Peu d’entre elles intègrent un module permettant aux futurs diplômés de prendre du recul sur la relation entre science, technique et société. Or les technologies qu’ils produiront demain, notamment les technologies numériques, participent de la manière dont la société construit son « vivre ensemble ». Par exemple, le fait de développer des technologies qui contribuent à des logiques de surveillance (capteurs, drones, caméras, etc.) n’est pas neutre. Loin des positions normatives qui sont parfois promues par les industries qui vivent de ces innovations, les formations doivent inclure :
- Un module de décryptage des controverses liées à ces découvertes et ces innovations.
- Une réflexion sur le design des technologies qui participent d’une société plus inclusive.
Les écoles de commerce ont également un rôle à jouer pour préparer les managers à l’accompagnement au changement lié à l’introduction de technologies nouvelles, en particulier numériques, dans une entreprise. Au-delà de la mise en place des formations métiers ad hoc, il s’agit de les préparer à :
- Décrypter en amont les changements que cela induit dans l’organisation de l’entreprise
- Comprendre les impacts du numérique, dans la relation multicanale aux Clients, et ce que cela induit en matière de "nouvelle relation client"
- Tirer le meilleur parti de ces changements, par exemple, en qualité des coopérations, en simplification du travail et des décisions, en décloisonnement des services, en qualité de vie des salariés, etc.
Action N°4 : travailler avec les structures de mise en réseau des dirigeants pour développer les outils d’une culture numérique et de l’inclusion
[Responsables : Etat, CJDES, CJD, … etc.]
Parmi les structures qui participent à la mise en réseau des acteurs de dirigeants d’entreprises, certaines peuvent être naturellement plus sensibles aux questions de culture numérique en général et d’inclusion numérique en particulier. Nous pensons par exemple au Centre des Jeunes Dirigeants (CJD) et au Centre des jeunes, des dirigeants, des acteurs de l’économie sociale (CJDES). Une action spécifique à destination de leurs membres doit être élaborée par les organisations volontaires, le cas échéant accompagnées par des organisations publiques compétentes.

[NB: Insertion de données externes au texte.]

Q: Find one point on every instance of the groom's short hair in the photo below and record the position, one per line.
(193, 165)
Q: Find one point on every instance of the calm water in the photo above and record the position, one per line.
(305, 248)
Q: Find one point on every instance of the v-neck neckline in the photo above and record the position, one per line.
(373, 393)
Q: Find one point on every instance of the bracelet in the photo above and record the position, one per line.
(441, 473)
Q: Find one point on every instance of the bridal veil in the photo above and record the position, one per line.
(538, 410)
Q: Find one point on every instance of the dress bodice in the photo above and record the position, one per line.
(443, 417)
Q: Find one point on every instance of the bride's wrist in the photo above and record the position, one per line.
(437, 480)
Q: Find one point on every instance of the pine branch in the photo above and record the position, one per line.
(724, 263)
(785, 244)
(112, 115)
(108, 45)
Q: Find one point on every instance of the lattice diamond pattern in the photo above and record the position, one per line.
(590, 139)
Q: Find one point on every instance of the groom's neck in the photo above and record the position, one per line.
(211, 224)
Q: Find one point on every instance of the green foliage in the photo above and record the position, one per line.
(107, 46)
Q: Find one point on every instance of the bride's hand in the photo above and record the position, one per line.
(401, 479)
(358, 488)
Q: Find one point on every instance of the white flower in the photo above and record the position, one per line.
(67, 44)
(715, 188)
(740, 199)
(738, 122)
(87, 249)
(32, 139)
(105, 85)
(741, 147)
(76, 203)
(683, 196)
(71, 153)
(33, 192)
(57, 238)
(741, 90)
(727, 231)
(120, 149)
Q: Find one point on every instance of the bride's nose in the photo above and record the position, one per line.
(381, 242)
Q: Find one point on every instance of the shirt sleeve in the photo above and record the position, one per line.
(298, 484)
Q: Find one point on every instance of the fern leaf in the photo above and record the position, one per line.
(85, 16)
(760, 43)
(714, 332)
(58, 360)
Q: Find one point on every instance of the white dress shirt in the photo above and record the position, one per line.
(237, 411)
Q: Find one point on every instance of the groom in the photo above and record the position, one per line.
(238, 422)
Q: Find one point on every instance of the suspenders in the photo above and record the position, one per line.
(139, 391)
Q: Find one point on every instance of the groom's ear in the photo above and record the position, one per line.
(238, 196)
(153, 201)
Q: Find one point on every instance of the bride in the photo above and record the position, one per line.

Comment financer cette priorité ?
Des formations sont parfois déjà en place. Il faut faire évoluer ces programmes et les méthodes pédagogiques dans le sens de la recommandation. Il faut systématiser leur présence dans les formations des futurs ingénieurs, cadres, etc., et ce sans avoir attendre les stades ultimes des cursus.
Des enseignants disposent des compétences pour diffuser cette littératie numérique à destination des décideurs et futurs décideurs : enseignants en épistémologie des sciences, en sociologie de l’innovation, en sociologie des technologies, en STS, en management du changement, etc.